Millions of workers currently deemed ineligible for overtime pay under a federal regulation known as the "white-collar exemption" might soon be able to pocket more for their labor under an executive order President Barack Obama is expected to sign on Thursday.
A report in The New York Times said President Obama will direct the Labor Department to revise its regulations to require that employers pay overtime to "several million" workers currently classified as "executive or professional."
These workers are highlighted as fast-food managers, loan officers, computer technicians and others who employers have classified as such to avoid paying overtime while their profits soar.
The Associated Press said the changes to the regulations are expected to increase the threshold for overtime pay under the Fair Labor Standards Act. It currently only guarantees extra pay to salaried workers asked to work overtime if they earn under $455 weekly.

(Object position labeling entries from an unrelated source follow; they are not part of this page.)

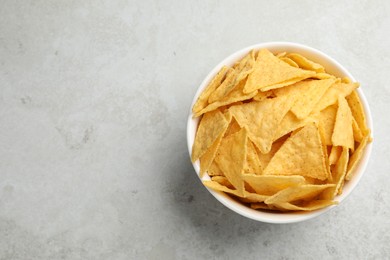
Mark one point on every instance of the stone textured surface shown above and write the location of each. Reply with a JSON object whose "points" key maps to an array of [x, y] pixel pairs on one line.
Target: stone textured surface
{"points": [[94, 97]]}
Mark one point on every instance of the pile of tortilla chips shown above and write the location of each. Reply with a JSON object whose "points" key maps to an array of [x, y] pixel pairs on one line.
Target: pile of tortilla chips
{"points": [[277, 132]]}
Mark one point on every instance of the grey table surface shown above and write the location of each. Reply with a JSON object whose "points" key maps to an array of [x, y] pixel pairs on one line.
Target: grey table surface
{"points": [[94, 97]]}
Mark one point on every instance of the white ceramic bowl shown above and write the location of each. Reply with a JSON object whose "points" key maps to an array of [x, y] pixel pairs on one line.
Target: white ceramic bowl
{"points": [[332, 67]]}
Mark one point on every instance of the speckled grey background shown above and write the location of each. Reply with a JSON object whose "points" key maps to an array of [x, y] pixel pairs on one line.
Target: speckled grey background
{"points": [[94, 97]]}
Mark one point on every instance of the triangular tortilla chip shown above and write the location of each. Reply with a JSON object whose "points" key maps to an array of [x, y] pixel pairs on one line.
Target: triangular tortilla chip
{"points": [[357, 111], [355, 158], [261, 119], [311, 92], [231, 158], [302, 192], [269, 185], [210, 127], [357, 133], [302, 154], [335, 154], [343, 132], [305, 63], [290, 123], [326, 122], [289, 61], [269, 71], [308, 206], [241, 71], [234, 96], [252, 164], [202, 101], [332, 94]]}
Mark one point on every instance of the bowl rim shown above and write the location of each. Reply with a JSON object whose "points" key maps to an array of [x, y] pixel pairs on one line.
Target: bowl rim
{"points": [[273, 217]]}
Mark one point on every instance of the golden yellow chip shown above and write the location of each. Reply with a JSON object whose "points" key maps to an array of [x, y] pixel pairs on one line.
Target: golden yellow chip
{"points": [[269, 72], [343, 132], [357, 111], [214, 170], [311, 92], [231, 158], [326, 122], [356, 156], [269, 185], [308, 206], [305, 63], [233, 97], [202, 101], [289, 61], [261, 119], [252, 164], [335, 154], [302, 154], [233, 77], [279, 133], [210, 128], [302, 192], [332, 94]]}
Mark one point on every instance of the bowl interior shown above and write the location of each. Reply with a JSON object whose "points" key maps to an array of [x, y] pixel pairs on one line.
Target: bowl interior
{"points": [[332, 67]]}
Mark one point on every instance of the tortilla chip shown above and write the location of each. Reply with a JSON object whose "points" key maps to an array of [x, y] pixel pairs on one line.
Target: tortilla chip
{"points": [[233, 97], [302, 192], [240, 72], [335, 154], [202, 101], [289, 61], [290, 123], [326, 122], [269, 71], [210, 128], [308, 206], [311, 92], [231, 158], [355, 158], [214, 170], [343, 132], [302, 154], [357, 111], [332, 94], [305, 63], [269, 185], [252, 164], [261, 119]]}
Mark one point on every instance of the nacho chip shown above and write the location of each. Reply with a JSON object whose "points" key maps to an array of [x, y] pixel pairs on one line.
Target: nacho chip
{"points": [[311, 92], [327, 120], [303, 192], [270, 71], [332, 94], [261, 119], [357, 133], [357, 111], [290, 123], [233, 97], [308, 206], [214, 170], [289, 61], [269, 185], [355, 158], [233, 77], [231, 158], [305, 63], [302, 154], [335, 154], [202, 101], [343, 133], [210, 128], [252, 164]]}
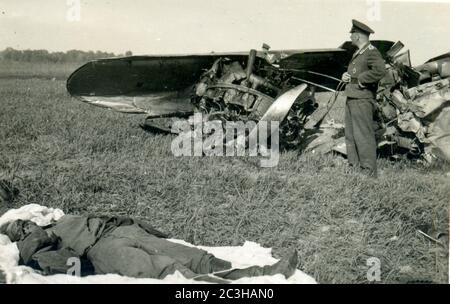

President George W. Bush's administration was persuaded by business groups in 2004 to allow them greater latitude to exempt salaried white-collar workers from overtime pay despite objections from organized labor, according to the Times.
Some conservatives are not supportive of the president's pending move.
"There's no such thing as a free lunch," Daniel Mitchell, a senior fellow with the Cato Institute, told the Times, warning that employers might cut pay or use fewer workers. "If they push through something to make a certain class of workers more expensive, something will happen to adjust."
Cecilia Muñoz, the director of the White House Domestic Policy Council said, however, that Obama's decision was a part of his effort to help workers strive.
"We need to fix the system so folks working hard are getting compensated fairly," she said Tuesday. "That's why we are jump-starting this effort."